The American arm of Windows and Android device maker HTC has settled charges with the US Federal Trade Commission (FTC) that it failed to secure its device software, which left potentially millions of customers vulnerable to information theft.
The FTC alleged that HTC "failed to provide its engineering staff with adequate security training, failed to review or test the software on its mobile devices for potential security vulnerabilities, failed to follow well-known and commonly accepted secure coding practices, and failed to establish a process for receiving and addressing vulnerability reports from third parties," according to a news release.

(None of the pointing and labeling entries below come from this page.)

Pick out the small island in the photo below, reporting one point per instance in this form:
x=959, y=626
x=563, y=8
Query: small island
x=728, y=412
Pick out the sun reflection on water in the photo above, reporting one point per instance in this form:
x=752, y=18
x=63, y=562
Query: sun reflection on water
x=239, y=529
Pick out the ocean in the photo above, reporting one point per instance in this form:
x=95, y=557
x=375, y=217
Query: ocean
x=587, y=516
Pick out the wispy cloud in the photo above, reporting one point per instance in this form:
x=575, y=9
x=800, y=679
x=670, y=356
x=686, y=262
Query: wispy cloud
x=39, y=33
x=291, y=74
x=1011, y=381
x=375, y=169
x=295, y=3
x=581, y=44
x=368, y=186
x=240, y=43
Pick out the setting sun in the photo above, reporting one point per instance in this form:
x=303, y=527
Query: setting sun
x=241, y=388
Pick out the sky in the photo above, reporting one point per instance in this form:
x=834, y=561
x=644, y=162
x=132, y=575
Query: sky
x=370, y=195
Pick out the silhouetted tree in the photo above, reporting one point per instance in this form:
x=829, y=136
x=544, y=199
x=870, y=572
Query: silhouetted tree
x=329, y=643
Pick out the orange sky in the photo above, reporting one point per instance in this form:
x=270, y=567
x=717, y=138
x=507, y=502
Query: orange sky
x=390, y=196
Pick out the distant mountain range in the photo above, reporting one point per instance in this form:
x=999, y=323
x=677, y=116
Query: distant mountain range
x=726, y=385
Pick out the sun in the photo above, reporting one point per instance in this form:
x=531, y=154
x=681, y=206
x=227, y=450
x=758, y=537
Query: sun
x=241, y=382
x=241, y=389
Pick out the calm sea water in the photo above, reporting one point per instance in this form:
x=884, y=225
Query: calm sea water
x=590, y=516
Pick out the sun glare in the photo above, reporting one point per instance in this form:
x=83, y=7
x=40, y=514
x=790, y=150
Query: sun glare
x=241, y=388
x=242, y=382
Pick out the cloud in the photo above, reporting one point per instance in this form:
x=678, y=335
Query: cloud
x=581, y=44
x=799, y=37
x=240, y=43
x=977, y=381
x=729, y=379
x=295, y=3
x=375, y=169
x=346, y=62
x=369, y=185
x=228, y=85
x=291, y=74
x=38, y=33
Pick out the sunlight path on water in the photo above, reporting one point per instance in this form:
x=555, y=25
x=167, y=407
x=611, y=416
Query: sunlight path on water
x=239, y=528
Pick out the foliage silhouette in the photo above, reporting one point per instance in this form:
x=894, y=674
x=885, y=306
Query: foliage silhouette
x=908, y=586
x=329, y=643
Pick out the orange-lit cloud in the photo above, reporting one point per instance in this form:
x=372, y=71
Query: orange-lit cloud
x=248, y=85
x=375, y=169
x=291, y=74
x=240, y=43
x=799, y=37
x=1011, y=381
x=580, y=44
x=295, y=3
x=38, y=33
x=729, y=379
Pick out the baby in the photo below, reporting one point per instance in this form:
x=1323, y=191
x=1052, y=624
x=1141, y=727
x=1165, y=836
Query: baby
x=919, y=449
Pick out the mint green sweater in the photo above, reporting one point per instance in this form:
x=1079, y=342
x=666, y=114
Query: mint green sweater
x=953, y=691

The FTC contended that HTC's devices contained a number of vulnerabilities that could have allowed attackers to send text messages, record audio or install data-stealing malware, affecting millions of users.
One well publicised incident occurred in October 2011, when HTC confirmed that its Android phones contained a major vulnerability that could be exploited by a third-party to steal personal information from users.
Another, last February, involved some HTC mobile devices containing a software bug that could enable miscreants to steal a user's Wi-Fi credentials and network name.
The agency also called out the "insecure implementation" of two pieces of diagnostic and monitoring software – Carrier IQ and HTC Loggers – deemed threats by some security researchers because end-users were not made aware of the applications' behaviors and weren't given the opportunity to opt-out.
In addition, HTC America was accused by the FTC of creating user manuals that contained deceptive wording.
The settlement with HTC America requires the company distribute fixes for any outstanding vulnerabilities, as well as establish a "comprehensive security program" and submit to security audits every other year for 20 years.
Further, HTC America is barred from "making any false or misleading statements about the security and privacy of consumers' data on HTC devices."
An HTC America spokesperson did not immediately reply to a request for comment.